There have been no more coughing episodes tonight, but I plan on watching him this weekend, taking his temperature frequently, and keeping the pediatrician's phone number handy in case he whoops again.

But then I got to thinking about the whole anti-vaccination movement. And I got angry. And I want to blog about it, but I don't want to put a bunch of stuff out there without any statistics to back me up. Vaccines are a very touchy subject (I know I'm touchy about it) and I don't want to come off as a blowhard. So I need to do some research on a lot of the points I want to make. And I have a LOT of points I want to make. Here's where you guys being new parents will understand...this will take some time. Life with an infant is busy, and definitely not conducive to dedicated study time. It's possible, it's just time consuming.
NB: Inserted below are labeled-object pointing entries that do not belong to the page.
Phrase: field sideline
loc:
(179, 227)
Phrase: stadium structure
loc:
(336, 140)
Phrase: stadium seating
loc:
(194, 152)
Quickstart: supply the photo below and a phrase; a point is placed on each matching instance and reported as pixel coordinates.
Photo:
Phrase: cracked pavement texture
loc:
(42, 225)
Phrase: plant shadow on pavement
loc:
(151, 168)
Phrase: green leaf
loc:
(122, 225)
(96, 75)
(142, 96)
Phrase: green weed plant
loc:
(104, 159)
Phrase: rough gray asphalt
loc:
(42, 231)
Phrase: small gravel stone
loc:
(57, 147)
So there ya go. I'll be doing some research on this stuff and I'll be back with a post on my feelings on this subject. Seeya in a bit!

Tuesday, July 6, 2010

Song Lyrics

The Little Man loves music. It's a surefire way to put him to sleep, to get him in a better mood, and to make life in general better for everyone involved. It doesn't matter where he gets his music from, either. He can just as easily listen to music from the iPod speakers as he can when my husband or I play guitar and/or sing to him.
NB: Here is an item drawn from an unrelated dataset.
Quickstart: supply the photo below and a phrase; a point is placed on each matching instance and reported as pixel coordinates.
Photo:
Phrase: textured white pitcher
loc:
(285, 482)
So the other day it was just the Little Man and me home for the afternoon. I laid him down on a blanket on the floor and put on some music. I started singing along with the music, looking into the little dude's eyes and getting lots of big smiles and coos from him. Then I heard myself sing this:

Voices whine
Skyscrapers are scraping together
Your voice is smoking
Last cigarettes are all you can get
Turning your orbit around

Ack! My kid isn't smoking cigarettes! I waited for the next song on the mix to come on. It was even worse.

I dreamed about killing you again last night
And it felt alright to me
Dying on the banks of Embarcadero skies
I sat and watched you bleed
Buried you alive in a fireworks display
Raining down on me
Your cold, hot blood ran away from me
To the sea

Both Jesus, Etc. and Via Chicago are songs that I love (and, by the way, if you get the opportunity to see Wilco perform it. They are awesome and fun and possibly my favorite band ever). But jeez. Those lyrics came on and Motherbrain took over. I started thinking about all the songs that I probably shouldn't play with him around, at least while he's pretty little. I mean, you never know what they're going to decide to perform in public, right?

My husband has a story about grocery shopping with the two oldest kids when they were little - like 3 and 4 years old - and getting death stares from middle-aged ladies in the produce department. It wasn't until then that he realized that his son and daughter were singing Someday Mother will die and we'll get the money (From "I Palindrome I" by They Might Be Giants) over and over again. Yeah, I don't want to be in that situation. I realize it's not a huge deal what other people think, but if I'm going to be watching my language around the kid then certainly the music I listen to shouldn't be filled with cussing, violence, or drug and alcohol references.

I need to listen to that stuff now while he's too young to repeat it and then give it up for a while.

So for the rest of the afternoon we listened to Sublime.